Орбелиани пытался взять себя в руки, но это ему никак не удавалось: все тело обмякло, правая нога, еще в детстве подпорченная костным туберкулезом, сейчас вообще не разгибалась. Гнедых, недовольно скосив глаза, поморщился, но говорить что-либо уже было некогда — они выходили из здания аэровокзала и сразу оказались около своих.
— Ну, как успехи, детки? — преувеличенно бодро спросил Гнедых, обращаясь одновременно к Бутурлину и Строкатову.
— Все в ажуре! — радостно выпалил Костя, довольный тем, что может первым передать шефу такое приятное известие.
— Порядок! — мрачно изрек Бутурлин, не отрывая глаз от летного поля.
Сообщение и впрямь сильно подбодрило Орбелиани.
— Что ж мы тогда стоим? — засуетился он. — Пошли?
— Куда? — вдруг резко повернулся к нему Бутурлин.
— То есть, как куда? На посадку.
— Да? — скривил губы Бутурлин. — Вы что, ослепли?
Георгий Георгиевич .растерянно оглянулся. Действительно, пассажиры толпой сгрудились около запертых дверей выхода на летное поле и, судя по недовольному гулу, выражали крайнее нетерпение. Гнедых взглянул на часы. Через десять минут самолет уже должен быть в воздухе, а...
Бутурлин понял тревогу шефа.
— То-то и оно! — заметил он. — А между тем, посадку еще даже не объявляли! И вообще...
— Что вообще? — неожиданно вскипел Орбелиани. — Что вы все каркаете, Петр Степанович! Может, неисправность в самолете какая, может, заправить не сумели вовремя... Мало ли что бывает. А вы сразу панику разводить!
— Сами вы поменьше паникуйте, князь! — посоветовал Гнедых. — А это что такое, Петр Степанович? — он кивнул на милиционеров, выстроившихся вдоль ограды. — Это что, обычно?
— А пес его знает! — выругался Бутурлин, — я уж сам гляжу... может, прилетает кто... какой-нибудь принц заморский... И задержка из-за того же...
Гнедых молча пожал плечами. Объяснение показалось ему убедительным, хотя полностью тревоги не сняло.
— Передай: держаться всем поближе, — шепнул он Косте Строкатову. И почему-то испытал облегчение, когда увидел, что к нему придвинулись «мальчики» из киногруппы и аккордеонист Дмитров.
...Некоторую неуверенность испытывали и сотрудники милиции, получившие приказ Хлебникова «не допускать посадки в самолет кинорежиссера Гнедых и заведующего ателье Орбелиани». Конечно, они слышали сообщение по рации и тотчас «засекли» пассажиров такси 27— 17, но, во- первых, те так стремительно покинули машину и, пройдя через вокзал, очутились у входа на летное поле, что милиционеры просто не успели перехватить их по дороге.
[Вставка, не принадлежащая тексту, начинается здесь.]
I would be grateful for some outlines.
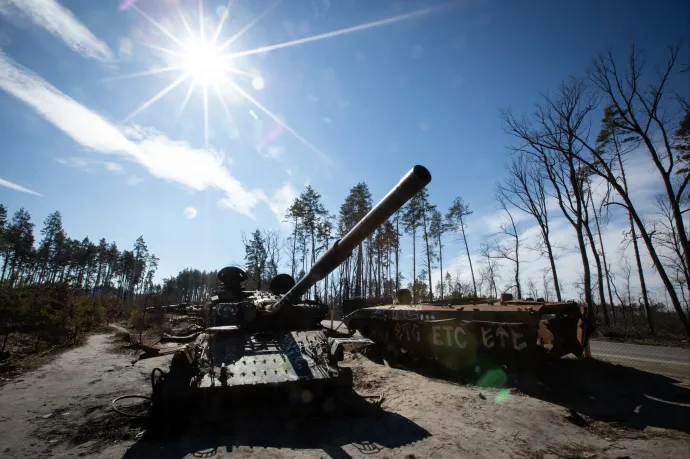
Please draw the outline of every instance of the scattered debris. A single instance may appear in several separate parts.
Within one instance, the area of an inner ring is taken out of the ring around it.
[[[578,427],[587,427],[589,425],[589,422],[573,409],[568,410],[568,416],[565,418]]]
Во-вторых, Гнедых и Орбелиани сразу окружили какие-то люди, и было не совсем ясно, что же делать с ними: арестовывать или нет. Во всяком случае, краткий, торопливый приказ об этом ничего не говорил. Поэтому дежурный решил выполнять приказ в самом его буквальном смысле: не допускать в самолет всю эту компанию, а там пусть разбирается опергруппа, которая должна прибыть с минуты на минуту. Он же остановил и готовых действовать двух примчавшихся на мотоцикле «гаишников», и тем пришлось удовлетвориться задержанием остолбеневшего от изумления шофера Сенечки, который еще не уехал, рассчитывая прихватить обратного пассажирчика.
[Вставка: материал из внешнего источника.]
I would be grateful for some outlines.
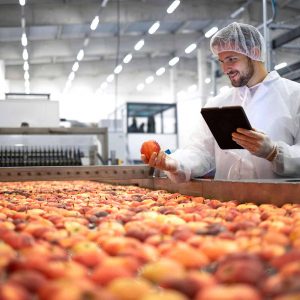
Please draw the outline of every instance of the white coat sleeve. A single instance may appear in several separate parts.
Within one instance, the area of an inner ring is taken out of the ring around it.
[[[179,165],[176,173],[166,172],[174,182],[189,181],[192,177],[203,176],[215,169],[214,138],[204,119],[200,116],[198,124],[190,135],[186,147],[171,154]]]
[[[278,154],[272,162],[273,172],[284,177],[300,177],[300,111],[292,121],[294,143],[277,142]]]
Но сказать «не допустить посадки» гораздо легче, чем сделать. Как не допустить? На каком основании? Чем это мотивировать? Над этими вопросами ломал себе голову дежурный. «Слава богу, хоть рейс задержался, может, успеет опергруппа!» — думал он, в надежде поглядывая на дорогу. Разумеется, он догадывался, что задержка рейса тоже связана с полученным приказом, но когда увидел вынырнувшие из-за поворота две желто-синие машины, почувствовал, как с души свалился камень.
Опытный Хмелевский с первого взгляда оценил положение. Преступники, встревоженные присутствием милиции, инстинктивно сбились в тесную группу, стоящую несколько поодаль от основной массы пассажиров. Этот интервал надо было использовать и действовать немедля. По приказу Хмелевского пятерка ребят, изображая запоздавших пассажиров, отрезала группу Гнедых от толпы, и оперативники приступили непосредственно к операции.